Dai Mubai tampak merenung untuk beberapa saat lalu ia pun terkejut saat Lin Yan melempar dua cincin ruang ke arahnya. Ia secara naluriah menangkapnya.
“Gunakanlah itu. Kita akan bertemu kembali dalam waktu satu bulan kemudian di kota yang sangat dekat dengan Sekte Wayang.” ucap Lin Yan dan tidak menunggu jawaban dari Dai Mubai. Ia pun langsung berbelok arah ke tempat lainnya bersama dengan Xiao Ziya.
Lin Yan pasti tidak ingin orang lain melihat caranya mencerna qi karena itu sangatlah aneh. Jika informasi tentang dirinya yang dapat melahap qi apa saja bocor, bisa dipastikan bahwa akan banyak kekuatan besar yang mengincarnya.
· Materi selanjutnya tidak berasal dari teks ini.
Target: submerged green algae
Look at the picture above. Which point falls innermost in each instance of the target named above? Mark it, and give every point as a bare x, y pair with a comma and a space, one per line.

Sementara itu, Dai Mubai yang berhenti di udara menatap ke arah dua cincin ruang di tangannya. Ia pun menaikkan sudut bibirnya lalu pergi ke suatu tempat karena dengan sumber daya itu, jalan untuk menuju balas dendam akan semakin dekat.
Sedangkan untuk Lin Yan, ia tentu akan membuat Dai Mubai menjadi sekutunya juga karena potensi yang dimiliki oleh Dai Mubai. Kemungkinan di masa depan, Dai Mubai akan dapat membantunya.